My addiction to salads while so very Mediterranean is also buoyed up by the work of Joy Larkom whose The Salad Garden is  a standard reference on the business of growing and cutting  salad vegetables so that they 'come again'. It's all about salading it simply and freshly without making up concoctions.

Only medleys.

So my favorite salad is salad de jour  -- what happens. What's on hand. What's there. What can be picked...and eaten pronto.

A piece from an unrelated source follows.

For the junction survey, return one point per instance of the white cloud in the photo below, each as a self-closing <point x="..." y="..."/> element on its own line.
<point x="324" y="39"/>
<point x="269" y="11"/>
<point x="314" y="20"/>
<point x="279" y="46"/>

When you consider that so much of the salad tradition has relied on the harvesting of weeds -- it always has to be about going for a walk and picking what is green and fresh (but not poisonous).
"We have said how necessary it is that in the composure of a sallet, every plant should come in to bear its part, without being overpower'd by some herb of a stronger taste, so as to endanger the native sapor and virtue of the rest; but fall into their places, like the notes in music, in which there should be nothing harsh or grating: And though admitting some discords (to distinguish and illustrate the rest) striking in all the more sprightly, and sometimes gentler notes, reconcile all dissonances, and melt them into an agreeable composition."--John Evelyn, ‘Acetaria: A Discourse of Sallets’ (1699)
And since we are name dropping  food writers  with something to say: No one better than Elizabeth David:
“I don't altogether agree that a plain green salad ever becomes a bore - not, that is, if it's made with fresh, well-drained crisp greenstuff and a properly seasoned dressing of good-quality olive oil and a sound wine vinegar. But I do agree that all this talk about 'tossed salads' is a bore; it seems to me that a salad and its dressing are things we should take more or less for granted at a meal, like bread and salt; and not carry on about them.” -- Elizabeth David (1913-1992) ‘The Spectator’, 1961
Yes. Oh yes. That's the ticket.

After years of being fed and schooled by the cuisine preferences of the Middle East -- and there 'salads' -- Salatat -- aren't by default, green -- I defer to the complication that vinegar is a fermented  substance  so the oh so simple mix of oil and vinegar is not so easily replicated by the regional reliance on lemon juice. The Islamic proscription against alcohol comes at a culinary price. There, salads have morphed into 'cold vegetable dishes' that enrich the Mezze table. 

But they aren't green salads...despite their niceness.

So the real business of making a salad -- once the weeds have been collected -- is the oil and the vinegar coating. Aside from all the extra virgin olive oil  thingey -- I have to confess that I am an absolute white wine vinegar aficionado. I have yet to find a red wine vinegar that zings a green weed. Drown it, red wine vinegar  will. But zing it? No. 

I guess its about how you make chlorophyll work for you.